A transfer switcher was a type of railroad locomotive specifically designed to perform "transfer" work in which freight cars are transported between two freight yards in a large terminal area.
As transfer work required high pulling power but not much speed, the general design of a transfer locomotive consisted of two engines with high-horsepower on an elongated locomotive frame, gearing designed for low speeds, and several driving axles, but were generally built without dynamic braking or multiple unit capability. In addition to the "center cab" design, transfer locomotives were also built in the form of road switchers and drawbar-coupled cow and calf switcher sets.
The "center cab" configuration is probably the best remembered transfer locomotive design, as the majority of these locomotives were built for transfer work. The first of the "center cab" locomotives was simply designated the T, and was a one-of-a-kind locomotive, built as a collaboration by the Electro Motive Corporation, St. Louis Car Company and General Electric for the Illinois Central Railroad in 1936.

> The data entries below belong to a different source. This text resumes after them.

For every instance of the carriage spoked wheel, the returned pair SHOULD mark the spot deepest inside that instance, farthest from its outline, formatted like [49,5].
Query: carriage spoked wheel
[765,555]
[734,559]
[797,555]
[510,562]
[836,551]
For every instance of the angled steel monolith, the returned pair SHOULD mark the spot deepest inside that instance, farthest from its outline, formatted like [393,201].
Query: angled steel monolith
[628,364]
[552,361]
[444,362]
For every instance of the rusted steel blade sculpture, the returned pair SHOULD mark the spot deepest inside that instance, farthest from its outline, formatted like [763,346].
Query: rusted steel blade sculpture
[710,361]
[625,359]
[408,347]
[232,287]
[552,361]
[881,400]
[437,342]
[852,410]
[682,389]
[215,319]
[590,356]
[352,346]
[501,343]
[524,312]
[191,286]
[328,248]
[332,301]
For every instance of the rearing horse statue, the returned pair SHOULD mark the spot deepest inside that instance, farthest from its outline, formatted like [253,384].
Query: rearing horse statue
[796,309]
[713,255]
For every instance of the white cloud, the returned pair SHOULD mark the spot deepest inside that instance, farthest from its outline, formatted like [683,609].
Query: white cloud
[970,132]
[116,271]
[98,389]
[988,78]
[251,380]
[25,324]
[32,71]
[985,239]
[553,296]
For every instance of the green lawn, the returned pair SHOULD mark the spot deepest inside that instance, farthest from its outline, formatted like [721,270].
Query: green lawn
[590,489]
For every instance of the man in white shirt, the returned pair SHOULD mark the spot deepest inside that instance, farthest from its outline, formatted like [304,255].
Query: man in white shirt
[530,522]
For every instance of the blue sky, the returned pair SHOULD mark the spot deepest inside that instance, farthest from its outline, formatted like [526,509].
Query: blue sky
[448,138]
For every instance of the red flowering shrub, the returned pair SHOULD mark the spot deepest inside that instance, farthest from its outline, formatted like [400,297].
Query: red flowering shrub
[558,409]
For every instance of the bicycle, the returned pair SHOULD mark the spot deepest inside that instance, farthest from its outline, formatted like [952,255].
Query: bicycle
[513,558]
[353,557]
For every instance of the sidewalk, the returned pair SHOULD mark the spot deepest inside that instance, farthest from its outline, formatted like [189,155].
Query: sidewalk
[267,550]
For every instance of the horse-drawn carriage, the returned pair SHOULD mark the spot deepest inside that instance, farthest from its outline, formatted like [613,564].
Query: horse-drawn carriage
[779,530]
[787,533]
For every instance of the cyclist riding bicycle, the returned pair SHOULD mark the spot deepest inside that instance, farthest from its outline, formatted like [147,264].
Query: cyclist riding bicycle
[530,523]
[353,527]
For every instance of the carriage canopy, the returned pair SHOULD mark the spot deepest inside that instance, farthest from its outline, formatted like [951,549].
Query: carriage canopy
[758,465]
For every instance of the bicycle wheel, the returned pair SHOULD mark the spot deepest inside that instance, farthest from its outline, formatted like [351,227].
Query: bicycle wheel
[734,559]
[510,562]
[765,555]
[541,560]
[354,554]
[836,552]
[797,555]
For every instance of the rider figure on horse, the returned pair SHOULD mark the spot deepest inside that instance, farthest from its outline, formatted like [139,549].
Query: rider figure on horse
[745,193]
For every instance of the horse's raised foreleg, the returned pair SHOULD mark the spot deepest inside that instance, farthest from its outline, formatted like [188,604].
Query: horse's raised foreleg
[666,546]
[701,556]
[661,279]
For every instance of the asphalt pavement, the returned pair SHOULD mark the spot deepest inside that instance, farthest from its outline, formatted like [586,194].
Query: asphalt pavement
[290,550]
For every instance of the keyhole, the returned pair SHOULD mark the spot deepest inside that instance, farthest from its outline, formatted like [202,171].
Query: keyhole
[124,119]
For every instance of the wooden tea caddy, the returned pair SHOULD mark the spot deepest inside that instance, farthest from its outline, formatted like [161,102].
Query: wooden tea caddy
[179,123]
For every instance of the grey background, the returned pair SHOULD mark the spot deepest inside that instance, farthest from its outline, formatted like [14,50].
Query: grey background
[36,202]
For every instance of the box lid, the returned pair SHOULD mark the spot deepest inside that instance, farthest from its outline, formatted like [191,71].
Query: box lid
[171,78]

Baldwin Locomotive Works and Lima-Hamilton (which would later merge to become Baldwin-Lima-Hamilton) produced the majority of these units, with the former producing 70 Baldwin DT-6-6-2000/BLH RT-624 locomotives, and the latter producing 22 Lima A-3177 locomotives between 1946 and 1954.
Only one surviving example of these locomotives is known to exist. Minneapolis, Northfield and Southern Railroad DT-6-6-2000 #21 is preserved at the Illinois Railway Museum in Union, Illinois.